EXTRACTOR: How to extract domain name from referrer field of Apache access logs?


#1

Hi,

I have successfully set up an extractor for a Graylog input that is getting apache2 access logs.

The grok pattern I used is:

"%{DATA:clientips}" %{HTTPDUSER:ident} %{USER:auth} \[%{HTTPDATE:timestamp}\] "(?:%{WORD:verb} %{NOTSPACE:request}(?: HTTP/%{NUMBER:httpversion})?|%{DATA:rawrequest})" %{NUMBER:statuscode} (?:%{NUMBER:bytes}|-) %{QS:referrer} %{QS:agent}

But now, for the referrer field, I also want to extract the domain name part.
e.g. assume referrer = https://www.cnn.com/A/B/C/D

I want another field called referrer_domain_name which would be set to “https://www.cnn.com” (or just www.cnn.com without the protocol)

How would I do this when I can only set one GROK pattern in the setup page for extractors?
i.e., I’d like both the referrer and referrer_domain_name fields, but the pattern for referrer_domain_name would extract on referrer after that was extracted from the original logs.

Thanks for any suggestions


(Jan Doberstein) #2

For the referrer field, you have multiple options to split that up.

The Included Pattern URI includes the following pattern:

%{URIPROTO}://(?:%{USER}(?::[^@]*)?@)?(?:%{URIHOST})?(?:%{URIPATHPARAM})?

You could now build your own custom pattern that only contains your wanted fields like:

%{URIPROTO}://(?:%{USER}(?::[^@]*)?@)?(?:%{URIHOST})?

Give that a name like REF_DOMAIN and use that to extract the content of the field:

%{REF_DOMAIN:referrer_domain}

That would be one possible solution you can use.


#3

Wonderful @jan

Is there a way to have both the REF_DOMAIN and REFERRER fields?
i.e., a field that is a subfield of another one

Thanks again


(Jan Doberstein) #4

But that is already possible.

you first run your extractor - then you run in the field referrer the grok extractor I had provided. and you have both.


#5

Thanks @jan

That works, but is there a way to exclude these other GROK fields that were used to build up the overall pattern you designed?

i.e., I also see these fields being extracted in my messages:
HOSTNAME
IPORHOST
URIHOST
URIPARAM
URIPATH
URIPATHPARAM
URIPROTO
…etc…


(Jan Doberstein) #6

you need to check the mark for “extract named fields only” …


#7

Hi Jan,
When I do that, I lose the ref_domain field too/

These are my grok patterns (with your help of course):
1) REFERRER : %{REF_DOMAIN}(?:%{URIPATHPARAM})?
2) REF_DOMAIN : %{URIPROTO}://(?:%{USER}(?::[^@]*)?@)?(?:%{URIHOST})?


(Jan Doberstein) #8

then you might have chained it wrong together.

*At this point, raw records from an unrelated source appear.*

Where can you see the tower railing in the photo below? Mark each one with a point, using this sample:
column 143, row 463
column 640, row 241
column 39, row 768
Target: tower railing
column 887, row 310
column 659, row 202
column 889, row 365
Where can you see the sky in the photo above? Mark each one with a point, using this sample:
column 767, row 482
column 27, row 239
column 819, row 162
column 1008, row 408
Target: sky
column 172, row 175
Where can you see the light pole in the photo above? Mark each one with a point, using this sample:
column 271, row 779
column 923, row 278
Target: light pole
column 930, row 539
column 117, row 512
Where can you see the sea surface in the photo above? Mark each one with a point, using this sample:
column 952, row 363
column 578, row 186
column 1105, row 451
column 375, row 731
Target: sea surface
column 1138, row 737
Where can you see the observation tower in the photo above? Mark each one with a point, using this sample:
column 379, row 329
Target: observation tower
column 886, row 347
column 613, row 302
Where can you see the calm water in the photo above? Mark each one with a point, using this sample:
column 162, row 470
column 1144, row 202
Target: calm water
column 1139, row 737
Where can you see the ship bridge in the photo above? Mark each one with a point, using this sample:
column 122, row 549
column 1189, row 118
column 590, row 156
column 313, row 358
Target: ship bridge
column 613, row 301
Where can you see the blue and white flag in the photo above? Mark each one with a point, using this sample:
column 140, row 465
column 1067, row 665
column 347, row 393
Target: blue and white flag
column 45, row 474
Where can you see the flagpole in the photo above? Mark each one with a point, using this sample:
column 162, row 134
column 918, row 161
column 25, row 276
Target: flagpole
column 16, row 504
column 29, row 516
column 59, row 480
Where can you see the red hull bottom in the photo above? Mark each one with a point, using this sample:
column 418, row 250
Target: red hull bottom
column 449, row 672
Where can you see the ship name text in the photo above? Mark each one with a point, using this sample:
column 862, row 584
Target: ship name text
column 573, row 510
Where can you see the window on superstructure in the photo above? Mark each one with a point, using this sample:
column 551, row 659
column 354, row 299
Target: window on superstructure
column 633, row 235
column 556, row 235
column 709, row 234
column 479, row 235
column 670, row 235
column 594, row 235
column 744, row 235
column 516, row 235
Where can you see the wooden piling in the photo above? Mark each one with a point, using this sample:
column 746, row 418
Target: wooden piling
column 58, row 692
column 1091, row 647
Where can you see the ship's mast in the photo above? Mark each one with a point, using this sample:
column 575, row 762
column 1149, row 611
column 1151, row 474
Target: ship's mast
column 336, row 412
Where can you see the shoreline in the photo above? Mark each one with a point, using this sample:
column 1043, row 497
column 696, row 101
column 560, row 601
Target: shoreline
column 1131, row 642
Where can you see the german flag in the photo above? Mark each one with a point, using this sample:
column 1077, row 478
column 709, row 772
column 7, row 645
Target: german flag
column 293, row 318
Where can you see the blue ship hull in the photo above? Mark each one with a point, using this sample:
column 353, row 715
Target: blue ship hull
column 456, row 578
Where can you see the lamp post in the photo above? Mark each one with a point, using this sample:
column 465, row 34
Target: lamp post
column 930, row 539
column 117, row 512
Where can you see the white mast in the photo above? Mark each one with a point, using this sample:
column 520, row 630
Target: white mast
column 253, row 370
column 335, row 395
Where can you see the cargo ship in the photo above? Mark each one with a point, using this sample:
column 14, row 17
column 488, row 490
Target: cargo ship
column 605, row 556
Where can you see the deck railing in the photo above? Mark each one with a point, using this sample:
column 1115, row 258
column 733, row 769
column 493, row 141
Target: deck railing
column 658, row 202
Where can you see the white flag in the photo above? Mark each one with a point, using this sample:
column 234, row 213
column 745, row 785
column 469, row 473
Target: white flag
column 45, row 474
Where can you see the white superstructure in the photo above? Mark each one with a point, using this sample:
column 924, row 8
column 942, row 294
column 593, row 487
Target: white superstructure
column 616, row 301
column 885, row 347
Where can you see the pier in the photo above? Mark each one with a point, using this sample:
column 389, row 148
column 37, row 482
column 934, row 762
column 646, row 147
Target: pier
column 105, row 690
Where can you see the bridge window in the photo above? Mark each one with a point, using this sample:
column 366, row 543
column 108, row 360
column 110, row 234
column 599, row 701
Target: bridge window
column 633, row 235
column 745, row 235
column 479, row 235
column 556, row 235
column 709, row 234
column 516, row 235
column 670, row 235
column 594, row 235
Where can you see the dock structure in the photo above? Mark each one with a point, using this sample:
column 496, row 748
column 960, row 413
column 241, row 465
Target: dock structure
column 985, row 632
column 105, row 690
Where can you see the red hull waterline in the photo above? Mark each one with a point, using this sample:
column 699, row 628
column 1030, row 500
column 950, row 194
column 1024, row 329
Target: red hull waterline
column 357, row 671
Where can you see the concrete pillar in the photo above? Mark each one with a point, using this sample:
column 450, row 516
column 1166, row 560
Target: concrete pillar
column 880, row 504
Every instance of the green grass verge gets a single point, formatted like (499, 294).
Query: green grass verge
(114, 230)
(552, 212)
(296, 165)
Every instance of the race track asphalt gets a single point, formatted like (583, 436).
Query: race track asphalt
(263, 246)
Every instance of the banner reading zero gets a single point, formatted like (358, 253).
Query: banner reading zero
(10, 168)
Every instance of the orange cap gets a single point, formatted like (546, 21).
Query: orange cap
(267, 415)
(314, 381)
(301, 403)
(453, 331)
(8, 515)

Do not do this completely in one extractor. You want multiple or at least two. The other option would be to name the REF_DOMAIN pattern:

REFERRER : %{REF_DOMAIN:ref_domain}(?:%{URIPATHPARAM:ref_uripatch})?

and you will have extracted both the domain and the uripath in two fields. If you in addition need them combined you should have two extractors. One with the initial referrer and the second with the modified one.


(system) #9

This topic was automatically closed 14 days after the last reply. New replies are no longer allowed.